Andres Freund <[email protected]> writes:
> On April 15, 2022 11:23:40 AM EDT, Tom Lane <[email protected]> wrote:
>> The something is the logical replication launcher. In the failing runs,
>> it is advertising xmin = 724 (the post-initdb NextXID) and continues to
>> do so well past the point where tenk1 gets vacuumed.
> That explains it. Before shmstat autovac needed to wait for the stats
> collector to write out stats. Now it's near instantaneous. So the issue
> probably existed before, just unlikely to ever be reached.
Um, this is the logical replication launcher, not the autovac launcher.

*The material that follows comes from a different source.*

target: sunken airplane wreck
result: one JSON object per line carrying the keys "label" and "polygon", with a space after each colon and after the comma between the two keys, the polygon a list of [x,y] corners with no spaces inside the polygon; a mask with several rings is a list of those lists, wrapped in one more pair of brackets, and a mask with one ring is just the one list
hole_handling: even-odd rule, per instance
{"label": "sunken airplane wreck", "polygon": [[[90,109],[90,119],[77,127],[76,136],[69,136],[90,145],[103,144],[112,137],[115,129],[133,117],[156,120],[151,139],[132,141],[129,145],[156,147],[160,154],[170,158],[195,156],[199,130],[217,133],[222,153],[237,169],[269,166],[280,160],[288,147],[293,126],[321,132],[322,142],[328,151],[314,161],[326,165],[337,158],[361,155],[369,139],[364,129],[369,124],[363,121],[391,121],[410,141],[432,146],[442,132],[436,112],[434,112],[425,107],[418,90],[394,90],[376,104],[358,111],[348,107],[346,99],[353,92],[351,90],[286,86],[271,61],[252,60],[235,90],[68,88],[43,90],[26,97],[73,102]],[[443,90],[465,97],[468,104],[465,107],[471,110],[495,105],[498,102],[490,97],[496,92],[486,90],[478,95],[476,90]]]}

Your observation that a sleep in get_database_list() reproduces it
confirms that, and I don't entirely see why the timing of the LR launcher
would have changed.
(On thinking about it, I suppose the AV launcher might trigger this
too, but that is not the PID I saw in testing.)
> We can't just ignore database less xmins for non-shared rels, because
> walsender propagates hot_standby_feedback that way. But we can probably add a
> flag somewhere indicating whether a database less PGPROC has to be accounted
> in the horizon for non-shared rels.
Yeah, I was also thinking about a flag in PGPROC being a more reliable
way to do this. Is there anything besides walsenders that should set
that flag?
regards, tom lane